Kane bisa dibilang menjadi senjata utama Conte untuk bisa mengangkat performa Spurs pada sisa musim ini. Saat menjadi komentator di gelaran Euro 2020, Conte sudah memiliki bayangan soal posisi terbaik Kane di lini serang.
Alih-alih menginstruksikan Kane untuk ikut menjemput bola dan terlibat aktif dalam membangun serangan, Conte menilai, kemampuan terbaik Kane justru berada di dalam kotak penalti.
''Tentu, dia bisa ikut membangun serangan. Namun, dia sangat tajam dan klinis di dalam kotak penalti. Jika saya menjadi pelatihnya di dalam sebuah tim, saya akan tetap menempatkannya di kotak penalti. Dia memiliki daya penghancur yang cukup besar di posisi itu,'' kata Conte pada saat itu seperti dikutip Mirror.
Selain gandrung dengan formasi tiga bek, Conte memang dikenal sebagai pelatih yang gemar memainkan penyerang tengah secara tradisional. Di Chelsea, Conte menunjuk Diego Costa untuk melakoni peran ini.

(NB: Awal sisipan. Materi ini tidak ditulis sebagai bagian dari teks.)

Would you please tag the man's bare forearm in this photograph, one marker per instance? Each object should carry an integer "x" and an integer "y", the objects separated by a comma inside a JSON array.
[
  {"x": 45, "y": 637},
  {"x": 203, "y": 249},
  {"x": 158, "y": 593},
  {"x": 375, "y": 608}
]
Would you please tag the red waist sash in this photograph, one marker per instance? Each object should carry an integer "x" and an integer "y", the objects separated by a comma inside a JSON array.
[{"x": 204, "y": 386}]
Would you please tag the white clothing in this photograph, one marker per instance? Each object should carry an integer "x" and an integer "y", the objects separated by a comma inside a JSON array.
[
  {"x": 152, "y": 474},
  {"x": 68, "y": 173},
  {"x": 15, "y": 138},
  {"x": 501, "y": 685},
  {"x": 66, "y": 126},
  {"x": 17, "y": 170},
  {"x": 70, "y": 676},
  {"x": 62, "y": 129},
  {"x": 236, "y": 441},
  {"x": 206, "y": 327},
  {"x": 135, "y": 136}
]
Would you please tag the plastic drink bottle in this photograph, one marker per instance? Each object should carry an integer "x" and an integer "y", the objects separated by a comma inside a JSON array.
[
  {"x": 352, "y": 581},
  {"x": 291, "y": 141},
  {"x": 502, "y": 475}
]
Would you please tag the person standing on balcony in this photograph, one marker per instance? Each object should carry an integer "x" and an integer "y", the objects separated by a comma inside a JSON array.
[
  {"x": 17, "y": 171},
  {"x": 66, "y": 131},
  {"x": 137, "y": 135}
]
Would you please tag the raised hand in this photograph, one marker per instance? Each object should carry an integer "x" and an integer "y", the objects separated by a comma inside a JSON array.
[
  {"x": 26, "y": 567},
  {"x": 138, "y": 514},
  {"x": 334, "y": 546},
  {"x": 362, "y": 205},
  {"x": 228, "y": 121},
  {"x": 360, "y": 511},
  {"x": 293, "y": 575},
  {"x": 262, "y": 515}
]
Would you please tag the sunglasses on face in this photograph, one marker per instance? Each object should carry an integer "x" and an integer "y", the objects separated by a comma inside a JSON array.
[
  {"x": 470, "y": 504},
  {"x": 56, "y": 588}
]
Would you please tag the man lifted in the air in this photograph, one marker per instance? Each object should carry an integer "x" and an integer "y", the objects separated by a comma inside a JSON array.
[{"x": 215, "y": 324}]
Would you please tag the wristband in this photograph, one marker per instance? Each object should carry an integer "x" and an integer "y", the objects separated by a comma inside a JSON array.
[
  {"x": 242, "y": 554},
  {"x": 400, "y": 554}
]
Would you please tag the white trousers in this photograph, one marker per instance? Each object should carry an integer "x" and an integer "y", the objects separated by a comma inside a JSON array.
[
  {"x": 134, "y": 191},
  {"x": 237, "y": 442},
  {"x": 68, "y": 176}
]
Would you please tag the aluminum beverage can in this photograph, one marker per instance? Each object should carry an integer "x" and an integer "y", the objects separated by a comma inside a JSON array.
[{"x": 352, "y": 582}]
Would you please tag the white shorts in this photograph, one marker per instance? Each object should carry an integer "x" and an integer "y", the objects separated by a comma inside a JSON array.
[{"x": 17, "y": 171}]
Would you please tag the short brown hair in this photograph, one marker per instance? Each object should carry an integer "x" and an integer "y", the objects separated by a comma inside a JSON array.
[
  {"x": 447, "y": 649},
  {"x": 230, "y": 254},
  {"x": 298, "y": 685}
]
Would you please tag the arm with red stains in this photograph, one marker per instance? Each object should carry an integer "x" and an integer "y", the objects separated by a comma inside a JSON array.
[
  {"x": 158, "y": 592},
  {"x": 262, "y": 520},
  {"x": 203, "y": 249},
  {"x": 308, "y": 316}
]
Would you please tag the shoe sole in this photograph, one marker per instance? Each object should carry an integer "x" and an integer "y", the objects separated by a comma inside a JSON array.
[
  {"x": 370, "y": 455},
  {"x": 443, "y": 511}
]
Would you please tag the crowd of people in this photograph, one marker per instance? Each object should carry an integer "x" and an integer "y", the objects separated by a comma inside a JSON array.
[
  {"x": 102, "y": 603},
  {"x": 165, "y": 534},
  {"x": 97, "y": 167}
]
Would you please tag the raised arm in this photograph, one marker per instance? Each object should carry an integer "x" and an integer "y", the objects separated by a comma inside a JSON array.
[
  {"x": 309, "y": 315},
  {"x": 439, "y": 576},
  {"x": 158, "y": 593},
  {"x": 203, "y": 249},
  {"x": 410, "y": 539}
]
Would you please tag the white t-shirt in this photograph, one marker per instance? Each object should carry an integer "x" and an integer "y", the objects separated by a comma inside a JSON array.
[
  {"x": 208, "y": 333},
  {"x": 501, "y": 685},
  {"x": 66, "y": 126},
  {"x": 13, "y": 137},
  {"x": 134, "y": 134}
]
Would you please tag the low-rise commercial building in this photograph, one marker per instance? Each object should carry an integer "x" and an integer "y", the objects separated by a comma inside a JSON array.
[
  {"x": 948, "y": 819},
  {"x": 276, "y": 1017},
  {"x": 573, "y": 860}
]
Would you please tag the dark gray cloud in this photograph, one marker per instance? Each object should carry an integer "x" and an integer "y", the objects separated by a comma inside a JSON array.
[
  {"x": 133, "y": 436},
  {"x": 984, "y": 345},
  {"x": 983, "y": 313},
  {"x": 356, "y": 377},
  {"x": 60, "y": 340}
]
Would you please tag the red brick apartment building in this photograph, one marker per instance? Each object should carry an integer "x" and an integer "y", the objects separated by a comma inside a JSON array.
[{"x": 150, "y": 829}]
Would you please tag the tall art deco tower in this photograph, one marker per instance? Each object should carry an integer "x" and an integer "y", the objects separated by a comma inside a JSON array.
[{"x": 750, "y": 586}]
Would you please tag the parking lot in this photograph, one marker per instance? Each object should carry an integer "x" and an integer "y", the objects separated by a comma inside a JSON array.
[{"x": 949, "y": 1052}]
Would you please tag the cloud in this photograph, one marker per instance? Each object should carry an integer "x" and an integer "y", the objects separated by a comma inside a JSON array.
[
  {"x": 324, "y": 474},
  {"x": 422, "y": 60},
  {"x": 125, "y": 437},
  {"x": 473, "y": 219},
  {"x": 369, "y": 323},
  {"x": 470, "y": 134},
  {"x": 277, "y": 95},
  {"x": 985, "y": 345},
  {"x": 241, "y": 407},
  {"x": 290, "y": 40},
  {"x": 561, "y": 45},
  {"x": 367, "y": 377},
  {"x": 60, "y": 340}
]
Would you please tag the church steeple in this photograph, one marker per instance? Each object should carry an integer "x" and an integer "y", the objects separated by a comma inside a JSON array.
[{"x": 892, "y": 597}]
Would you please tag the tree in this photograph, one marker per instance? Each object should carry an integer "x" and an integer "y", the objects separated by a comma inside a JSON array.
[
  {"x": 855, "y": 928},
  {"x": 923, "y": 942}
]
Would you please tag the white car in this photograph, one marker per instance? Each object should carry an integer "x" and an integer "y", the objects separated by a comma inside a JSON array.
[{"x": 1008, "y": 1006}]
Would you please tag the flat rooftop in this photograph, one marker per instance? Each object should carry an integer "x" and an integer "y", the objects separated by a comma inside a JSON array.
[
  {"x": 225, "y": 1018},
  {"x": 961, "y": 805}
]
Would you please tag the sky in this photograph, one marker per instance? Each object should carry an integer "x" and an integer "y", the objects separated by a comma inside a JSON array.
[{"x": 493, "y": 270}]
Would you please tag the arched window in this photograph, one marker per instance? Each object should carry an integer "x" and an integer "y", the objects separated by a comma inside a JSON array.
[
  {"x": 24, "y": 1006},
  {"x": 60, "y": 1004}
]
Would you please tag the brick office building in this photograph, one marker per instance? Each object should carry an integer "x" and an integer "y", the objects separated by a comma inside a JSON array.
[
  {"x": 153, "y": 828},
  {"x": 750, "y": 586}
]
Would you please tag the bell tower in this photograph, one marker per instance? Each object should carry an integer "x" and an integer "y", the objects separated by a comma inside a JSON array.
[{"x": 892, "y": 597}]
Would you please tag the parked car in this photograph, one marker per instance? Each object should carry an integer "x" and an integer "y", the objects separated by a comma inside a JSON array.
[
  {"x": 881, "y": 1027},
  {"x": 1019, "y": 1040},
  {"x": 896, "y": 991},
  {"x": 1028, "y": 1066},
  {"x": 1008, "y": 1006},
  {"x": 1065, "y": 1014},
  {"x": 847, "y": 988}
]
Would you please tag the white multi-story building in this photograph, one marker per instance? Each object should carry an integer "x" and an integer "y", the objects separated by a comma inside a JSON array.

Sementara pada musim debutnya menangani Juventus, Conte mengandalkan Alessandro Matri. Di Inter Milan, eks pelatih Siena itu memilih Romelu Lukaku. Kecenderungan ini kemudian diperkuat dengan kemampuan Conte dalam meningkatkan performa dan memaksimalkan kemampuan seorang striker.
Peningkatan performa Romelu Lukaku di Inter Milan dapat menjadi contoh teranyar kemampuan Conte tersebut. Terbilang gagal di Manchester United setelah hanya mengemas 42 gol dari 96 laga di semua ajang, Lukaku kemudian bekerjasama dengan Conte di Inter Milan.
Hasilnya, penyerang asal Belgia itu menggelontorkan 64 gol dari 95 laga selama dua musim membela I Nerazzurri. Dalam sebuah wawancara, Lukaku pun sempat mengungkapkan peran besar Conte dalam meningkatkan kemampuannya sebagai penyerang tengah. Conte, tutur Lukaku, mampu memberikannya pemahaman baru dalam mencetak gol.